06-13-2016 01:10 PM
Hello fellow SAS users!
I need some quick help writing a code that can produce estimated coefficients from an OLS Regression model each year using only the preceeding years' data.
The model is:
DV = var1 + var2
The code is relatively straightforward:
PROC REG DATA=WRDS_OUTPUT PLOTS=NONE OUTEST=PARAM; MODEL DV = VAR1 VAR2; BY YEAR INDUSTRY; RUN;
My dilemma is that I need to estimate the constant and coefficients on VAR1 and VAR2 using data through year t-1, which means the sample period will differ each year.
Is there an easy way to incorporate this?
06-13-2016 02:43 PM
Let's assume, your WRDS_OUTPUT dataset contains data from 2001 through 2004. Now you could create three models per value of variable INDUSTRY:
1. one for 2002 using the data with YEAR=2001 of the respective INDUSTRY
2. one for 2003 using the data with YEAR in (2001, 2002) of the respective INDUSTRY
3. one for 2004 using the data with YEAR in (2001, 2002, 2003) of the respective INDUSTRY
If this is what you want, I suggest:
proc sort data=wrds_output; by industry; run; data _null_; do year=2002 to 2004; call execute(cats('proc reg data=wrds_output(where=(.z<year<',year,')) plots=none outest=param',year,';')); call execute('model dv = var1 var2;'); call execute('by industry;'); call execute('run;'); end; run;
The above code creates work datasets PARAM2002, PARAM2003 and PARAM2004 corresponding to items 1 - 3 above. You can concatenate these datasets easily, if needed:
data param; length year 8; set param2002-param2004 indsname=dsn; year=input(compress(dsn,,'kd'), 4.); run;
06-21-2016 12:59 PM
Thanks for the reply. This code worked perfectly and I thank you for it. I have one question, though you may not be able to answer without having access to the data.

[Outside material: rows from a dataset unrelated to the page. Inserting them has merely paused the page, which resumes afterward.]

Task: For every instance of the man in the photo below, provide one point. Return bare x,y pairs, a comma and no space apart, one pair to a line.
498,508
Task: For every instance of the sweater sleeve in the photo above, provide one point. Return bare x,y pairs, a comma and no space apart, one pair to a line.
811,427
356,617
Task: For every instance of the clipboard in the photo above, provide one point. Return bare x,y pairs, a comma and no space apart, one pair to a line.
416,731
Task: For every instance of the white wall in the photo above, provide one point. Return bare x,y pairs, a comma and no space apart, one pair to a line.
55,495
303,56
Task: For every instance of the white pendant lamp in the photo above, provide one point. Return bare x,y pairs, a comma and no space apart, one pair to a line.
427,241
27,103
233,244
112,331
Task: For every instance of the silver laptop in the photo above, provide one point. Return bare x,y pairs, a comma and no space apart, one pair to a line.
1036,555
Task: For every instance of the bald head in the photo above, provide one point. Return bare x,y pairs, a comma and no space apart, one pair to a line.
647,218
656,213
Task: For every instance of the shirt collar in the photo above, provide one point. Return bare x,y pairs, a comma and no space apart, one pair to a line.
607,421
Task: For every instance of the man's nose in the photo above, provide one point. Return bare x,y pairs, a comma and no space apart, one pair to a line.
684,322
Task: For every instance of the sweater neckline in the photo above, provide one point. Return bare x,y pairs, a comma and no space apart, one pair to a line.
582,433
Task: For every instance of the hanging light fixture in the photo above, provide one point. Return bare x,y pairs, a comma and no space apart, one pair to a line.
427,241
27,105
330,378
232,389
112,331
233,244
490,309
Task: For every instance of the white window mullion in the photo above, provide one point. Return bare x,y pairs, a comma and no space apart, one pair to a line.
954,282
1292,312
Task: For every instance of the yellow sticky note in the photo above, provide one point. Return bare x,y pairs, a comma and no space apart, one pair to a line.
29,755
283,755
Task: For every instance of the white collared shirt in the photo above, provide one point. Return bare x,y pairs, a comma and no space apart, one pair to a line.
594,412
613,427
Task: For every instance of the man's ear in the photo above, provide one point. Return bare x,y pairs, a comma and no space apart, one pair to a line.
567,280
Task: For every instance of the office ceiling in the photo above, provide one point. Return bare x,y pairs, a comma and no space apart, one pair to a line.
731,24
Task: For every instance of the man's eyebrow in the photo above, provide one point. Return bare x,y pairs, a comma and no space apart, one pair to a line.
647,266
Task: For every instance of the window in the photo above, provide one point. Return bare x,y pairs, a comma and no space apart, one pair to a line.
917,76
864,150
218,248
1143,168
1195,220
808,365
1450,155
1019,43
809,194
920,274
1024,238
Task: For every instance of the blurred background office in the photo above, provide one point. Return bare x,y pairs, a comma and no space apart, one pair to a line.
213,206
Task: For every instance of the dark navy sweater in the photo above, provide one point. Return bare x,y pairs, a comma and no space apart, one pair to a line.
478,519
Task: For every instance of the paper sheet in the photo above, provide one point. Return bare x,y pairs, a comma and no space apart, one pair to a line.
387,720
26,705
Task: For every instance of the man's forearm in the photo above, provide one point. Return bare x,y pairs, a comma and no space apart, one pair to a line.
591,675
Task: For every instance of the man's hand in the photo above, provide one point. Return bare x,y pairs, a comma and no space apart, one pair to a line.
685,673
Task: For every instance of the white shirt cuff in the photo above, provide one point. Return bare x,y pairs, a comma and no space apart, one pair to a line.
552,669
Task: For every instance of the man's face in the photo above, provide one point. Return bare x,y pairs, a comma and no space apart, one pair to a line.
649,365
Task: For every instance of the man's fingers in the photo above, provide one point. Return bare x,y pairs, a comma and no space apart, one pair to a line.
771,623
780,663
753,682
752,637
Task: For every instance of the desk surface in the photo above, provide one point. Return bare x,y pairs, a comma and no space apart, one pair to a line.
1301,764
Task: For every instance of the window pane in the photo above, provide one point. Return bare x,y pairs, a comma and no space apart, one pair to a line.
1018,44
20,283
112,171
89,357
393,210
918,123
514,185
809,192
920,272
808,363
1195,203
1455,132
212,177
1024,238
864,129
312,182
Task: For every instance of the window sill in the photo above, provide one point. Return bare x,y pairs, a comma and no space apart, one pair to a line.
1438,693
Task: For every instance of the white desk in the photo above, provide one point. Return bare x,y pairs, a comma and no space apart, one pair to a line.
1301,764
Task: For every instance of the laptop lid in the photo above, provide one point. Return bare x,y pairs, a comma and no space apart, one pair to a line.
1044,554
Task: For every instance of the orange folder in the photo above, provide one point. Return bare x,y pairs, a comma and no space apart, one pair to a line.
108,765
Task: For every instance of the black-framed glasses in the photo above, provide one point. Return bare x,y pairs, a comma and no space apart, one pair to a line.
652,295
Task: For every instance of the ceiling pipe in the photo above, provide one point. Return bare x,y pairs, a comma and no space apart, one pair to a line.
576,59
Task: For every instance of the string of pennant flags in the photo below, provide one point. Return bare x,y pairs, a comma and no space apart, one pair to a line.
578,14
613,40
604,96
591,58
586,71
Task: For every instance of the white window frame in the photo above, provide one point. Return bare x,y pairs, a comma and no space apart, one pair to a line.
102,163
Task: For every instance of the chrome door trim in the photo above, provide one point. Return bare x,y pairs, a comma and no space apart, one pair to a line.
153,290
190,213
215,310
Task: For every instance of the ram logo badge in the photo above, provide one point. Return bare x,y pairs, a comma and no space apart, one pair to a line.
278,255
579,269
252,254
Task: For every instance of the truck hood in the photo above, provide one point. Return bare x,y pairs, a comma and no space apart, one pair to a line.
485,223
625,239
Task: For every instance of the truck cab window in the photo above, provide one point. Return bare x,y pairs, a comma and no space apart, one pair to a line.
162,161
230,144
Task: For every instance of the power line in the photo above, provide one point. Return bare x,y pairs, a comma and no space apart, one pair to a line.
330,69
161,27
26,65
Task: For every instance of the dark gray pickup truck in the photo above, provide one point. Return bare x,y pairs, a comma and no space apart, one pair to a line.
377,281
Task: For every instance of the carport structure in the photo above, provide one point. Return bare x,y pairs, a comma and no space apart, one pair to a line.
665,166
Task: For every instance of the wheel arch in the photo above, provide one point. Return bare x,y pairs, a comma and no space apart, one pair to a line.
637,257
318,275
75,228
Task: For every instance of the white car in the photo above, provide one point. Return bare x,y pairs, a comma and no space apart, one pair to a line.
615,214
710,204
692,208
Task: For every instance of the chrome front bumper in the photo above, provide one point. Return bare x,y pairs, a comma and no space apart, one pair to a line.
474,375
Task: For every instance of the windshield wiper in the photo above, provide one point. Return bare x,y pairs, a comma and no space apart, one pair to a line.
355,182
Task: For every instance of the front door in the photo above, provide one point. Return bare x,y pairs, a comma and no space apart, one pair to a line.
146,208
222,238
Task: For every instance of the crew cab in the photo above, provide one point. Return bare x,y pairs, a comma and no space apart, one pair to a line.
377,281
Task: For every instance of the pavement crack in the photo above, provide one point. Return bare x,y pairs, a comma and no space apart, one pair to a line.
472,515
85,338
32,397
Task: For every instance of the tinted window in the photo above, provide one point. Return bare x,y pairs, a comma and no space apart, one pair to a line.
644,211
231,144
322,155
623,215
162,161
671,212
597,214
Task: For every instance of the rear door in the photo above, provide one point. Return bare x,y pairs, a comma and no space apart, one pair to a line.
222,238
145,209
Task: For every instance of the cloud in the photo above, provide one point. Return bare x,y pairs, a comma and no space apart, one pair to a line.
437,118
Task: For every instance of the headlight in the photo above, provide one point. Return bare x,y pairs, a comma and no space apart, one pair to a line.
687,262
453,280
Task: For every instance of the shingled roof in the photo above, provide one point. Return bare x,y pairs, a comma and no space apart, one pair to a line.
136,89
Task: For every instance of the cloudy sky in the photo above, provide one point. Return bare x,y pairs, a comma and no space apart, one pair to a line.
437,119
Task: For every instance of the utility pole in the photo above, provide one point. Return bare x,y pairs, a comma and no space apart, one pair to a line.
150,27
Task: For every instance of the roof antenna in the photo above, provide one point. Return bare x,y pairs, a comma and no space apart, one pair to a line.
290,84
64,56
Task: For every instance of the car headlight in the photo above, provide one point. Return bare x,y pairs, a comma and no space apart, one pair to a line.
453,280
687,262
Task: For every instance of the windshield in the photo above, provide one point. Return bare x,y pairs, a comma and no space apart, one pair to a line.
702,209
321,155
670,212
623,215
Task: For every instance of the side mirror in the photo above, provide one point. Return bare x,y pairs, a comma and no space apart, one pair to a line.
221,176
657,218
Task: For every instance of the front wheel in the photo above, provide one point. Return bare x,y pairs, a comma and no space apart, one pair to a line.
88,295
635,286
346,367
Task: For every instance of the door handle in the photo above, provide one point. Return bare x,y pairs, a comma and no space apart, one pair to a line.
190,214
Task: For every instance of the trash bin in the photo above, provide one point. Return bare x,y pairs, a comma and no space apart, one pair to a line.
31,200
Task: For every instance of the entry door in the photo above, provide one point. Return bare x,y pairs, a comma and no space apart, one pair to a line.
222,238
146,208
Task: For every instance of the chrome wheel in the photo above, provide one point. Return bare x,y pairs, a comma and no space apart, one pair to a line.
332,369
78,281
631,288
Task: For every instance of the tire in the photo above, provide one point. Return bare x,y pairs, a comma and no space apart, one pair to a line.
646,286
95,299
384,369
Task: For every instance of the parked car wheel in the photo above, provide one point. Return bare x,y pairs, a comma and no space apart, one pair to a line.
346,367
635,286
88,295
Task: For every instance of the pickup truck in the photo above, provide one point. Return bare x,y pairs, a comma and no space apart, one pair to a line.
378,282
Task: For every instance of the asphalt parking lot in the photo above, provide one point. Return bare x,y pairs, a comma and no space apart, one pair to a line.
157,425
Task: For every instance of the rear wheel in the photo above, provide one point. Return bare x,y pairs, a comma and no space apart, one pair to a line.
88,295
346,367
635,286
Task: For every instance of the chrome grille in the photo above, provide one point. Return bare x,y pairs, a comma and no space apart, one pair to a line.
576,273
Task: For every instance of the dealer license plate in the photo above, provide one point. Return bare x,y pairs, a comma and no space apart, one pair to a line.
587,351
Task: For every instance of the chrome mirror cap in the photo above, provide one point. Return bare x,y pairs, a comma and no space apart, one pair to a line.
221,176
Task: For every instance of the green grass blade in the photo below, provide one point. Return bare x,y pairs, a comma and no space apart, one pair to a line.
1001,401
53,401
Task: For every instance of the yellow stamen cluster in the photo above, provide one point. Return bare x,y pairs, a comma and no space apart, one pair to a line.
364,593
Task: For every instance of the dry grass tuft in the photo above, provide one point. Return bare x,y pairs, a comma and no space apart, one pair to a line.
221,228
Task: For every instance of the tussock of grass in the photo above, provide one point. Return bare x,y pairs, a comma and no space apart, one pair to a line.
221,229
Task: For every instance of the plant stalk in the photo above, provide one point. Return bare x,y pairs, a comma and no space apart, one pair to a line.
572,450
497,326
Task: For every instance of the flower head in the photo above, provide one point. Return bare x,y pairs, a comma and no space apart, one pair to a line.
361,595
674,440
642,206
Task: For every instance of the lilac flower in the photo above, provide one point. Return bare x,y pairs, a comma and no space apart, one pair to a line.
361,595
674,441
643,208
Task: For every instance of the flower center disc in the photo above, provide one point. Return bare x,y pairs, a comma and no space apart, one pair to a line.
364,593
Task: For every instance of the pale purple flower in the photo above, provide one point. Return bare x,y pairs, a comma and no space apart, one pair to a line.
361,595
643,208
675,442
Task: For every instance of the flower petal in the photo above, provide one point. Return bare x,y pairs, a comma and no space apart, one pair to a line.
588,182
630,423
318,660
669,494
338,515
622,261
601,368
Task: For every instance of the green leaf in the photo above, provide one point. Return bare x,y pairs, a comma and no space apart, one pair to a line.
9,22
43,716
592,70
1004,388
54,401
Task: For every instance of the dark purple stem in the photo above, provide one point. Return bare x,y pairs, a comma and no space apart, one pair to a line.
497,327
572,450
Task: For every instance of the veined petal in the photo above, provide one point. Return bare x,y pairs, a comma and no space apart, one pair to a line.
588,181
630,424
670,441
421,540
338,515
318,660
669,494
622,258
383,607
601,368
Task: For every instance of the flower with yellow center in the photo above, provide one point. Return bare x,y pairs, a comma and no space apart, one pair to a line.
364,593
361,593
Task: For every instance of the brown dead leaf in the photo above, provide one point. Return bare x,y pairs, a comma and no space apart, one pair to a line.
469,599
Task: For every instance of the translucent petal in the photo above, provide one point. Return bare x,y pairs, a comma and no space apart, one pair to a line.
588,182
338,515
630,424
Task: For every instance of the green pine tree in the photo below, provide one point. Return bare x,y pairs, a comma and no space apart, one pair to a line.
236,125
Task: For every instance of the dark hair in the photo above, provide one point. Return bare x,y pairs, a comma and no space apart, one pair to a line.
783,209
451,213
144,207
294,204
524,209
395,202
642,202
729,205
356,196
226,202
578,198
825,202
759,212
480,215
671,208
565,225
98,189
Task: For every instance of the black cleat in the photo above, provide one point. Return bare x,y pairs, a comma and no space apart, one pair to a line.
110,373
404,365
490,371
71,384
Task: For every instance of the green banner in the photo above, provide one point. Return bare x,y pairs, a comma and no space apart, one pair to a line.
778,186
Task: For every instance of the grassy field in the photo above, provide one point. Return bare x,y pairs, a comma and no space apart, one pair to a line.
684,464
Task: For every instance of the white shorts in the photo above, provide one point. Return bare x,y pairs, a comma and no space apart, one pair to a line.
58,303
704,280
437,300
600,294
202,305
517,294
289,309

First, keep in mind I have already removed observations with missing values from the data set.
Second, my actual data set is from 1957 - 2016; I want to begin regressions as of 1972, so I adjusted the "do fyear=" statement of your code. It still worked.
The problem, though, is that until 1999 the regression doesn't run, saying there are no valid observations for each BY group. I thought this could be a problem of not having enough observations per industry classification, but it is giving the message for ALL industry groups. (Also, it gives the same message if I leave out the BY statement altogether.)
Obviously this could be an issue for me to resolve looking through the data a bit more. But I suppose my question is, does your code inherently require a number of prior years in order to run?
06-21-2016 03:12 PM
This must be a data issue. Even a single observation with non-missing values of DV, VAR1 and VAR2 (in the respective BY group) would prevent the message "ERROR: No valid observations are found." (The results based on a single observation would not be very useful, though.) So, in your case for many YEARs and apparently all values of INDUSTRY all observations must have missing values of DV, VAR1 or VAR2. But if you "have already removed observations with missing values from the data set" (as you wrote), this situation should not occur.
My test data had at least four observations without missing values in each BY group (which is the minimum non-degenerate case).
06-21-2016 03:13 PM
This was my thought, too. Just wanted to make sure.
I will give the data a thorough going-over.